Suprisingly the thing was quicker doing the includes than as pure text. There were about 5 google javascript adsense things on each page.
Total bytes are about 18,000.
Could this mean the file is too small to worry about ssi processing time? It says the html is taking 2.52 seconds at 56K and the javascript only .66 seconds at 56k. Only 10% of my users are dialup.
On one download time resource:
The text file took 1110 miliseconds
The includes file took 933 miliseconds.
On another download time resource:
The 18888 bytes text file took
56K 4.56 seconds
ISDN 128K 1.95 seconds
T1 1.44Mbps 0.90 seconds
The 17994 includes file took
56K 4.39 seconds
ISDN 128K 1.95 seconds
T1 1.44Mbps 0.90 seconds
And I was worrying about the ssi taking too much time to download.
Do you think the above results are possible, a text file being slower than one running includes? Or am I misunderstanding something.
Would there still be a bandwith issue for me due to the ssi occuring with each pageview if the includes occur relative to just offering the scraped source html page for pageviews?
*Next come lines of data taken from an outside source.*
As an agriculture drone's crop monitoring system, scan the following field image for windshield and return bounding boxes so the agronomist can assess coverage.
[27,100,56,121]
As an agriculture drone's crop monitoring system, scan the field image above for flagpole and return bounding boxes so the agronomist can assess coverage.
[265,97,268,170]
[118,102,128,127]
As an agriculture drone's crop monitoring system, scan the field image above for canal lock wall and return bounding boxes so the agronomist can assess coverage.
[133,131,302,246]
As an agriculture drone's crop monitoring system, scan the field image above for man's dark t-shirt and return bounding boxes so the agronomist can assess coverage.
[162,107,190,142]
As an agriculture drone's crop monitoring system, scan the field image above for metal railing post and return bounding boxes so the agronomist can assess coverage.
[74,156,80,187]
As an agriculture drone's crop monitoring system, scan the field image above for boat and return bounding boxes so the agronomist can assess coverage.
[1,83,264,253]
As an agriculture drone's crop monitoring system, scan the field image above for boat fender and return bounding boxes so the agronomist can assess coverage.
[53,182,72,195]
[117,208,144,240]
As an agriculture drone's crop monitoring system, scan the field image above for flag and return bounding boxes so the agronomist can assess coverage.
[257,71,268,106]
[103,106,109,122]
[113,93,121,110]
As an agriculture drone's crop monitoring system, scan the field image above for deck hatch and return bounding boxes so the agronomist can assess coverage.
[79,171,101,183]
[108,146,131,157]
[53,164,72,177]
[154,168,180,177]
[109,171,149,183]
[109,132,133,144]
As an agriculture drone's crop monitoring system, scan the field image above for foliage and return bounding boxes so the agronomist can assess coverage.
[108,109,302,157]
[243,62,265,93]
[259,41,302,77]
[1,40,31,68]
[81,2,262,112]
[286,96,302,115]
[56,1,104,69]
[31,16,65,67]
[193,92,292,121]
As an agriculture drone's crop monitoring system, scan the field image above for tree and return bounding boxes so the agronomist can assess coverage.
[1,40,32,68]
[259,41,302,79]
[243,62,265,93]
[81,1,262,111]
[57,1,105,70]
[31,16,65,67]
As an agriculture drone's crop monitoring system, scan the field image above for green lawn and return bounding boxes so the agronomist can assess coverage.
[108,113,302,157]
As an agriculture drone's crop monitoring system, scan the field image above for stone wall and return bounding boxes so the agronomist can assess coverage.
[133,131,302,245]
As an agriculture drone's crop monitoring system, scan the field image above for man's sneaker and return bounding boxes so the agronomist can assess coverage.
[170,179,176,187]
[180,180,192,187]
[edited by: 4thePegeh at 6:43 am (utc) on Mar. 12, 2007]
What suprised me was that requesting the url that involved all these includes loaded quicker than requesting the url that involved the scrapped text result of all of the includes.
I was under the impression a purely text file would load much quicker than a file that used several includes to produce the same text file. The download timers I used indicated the contrary.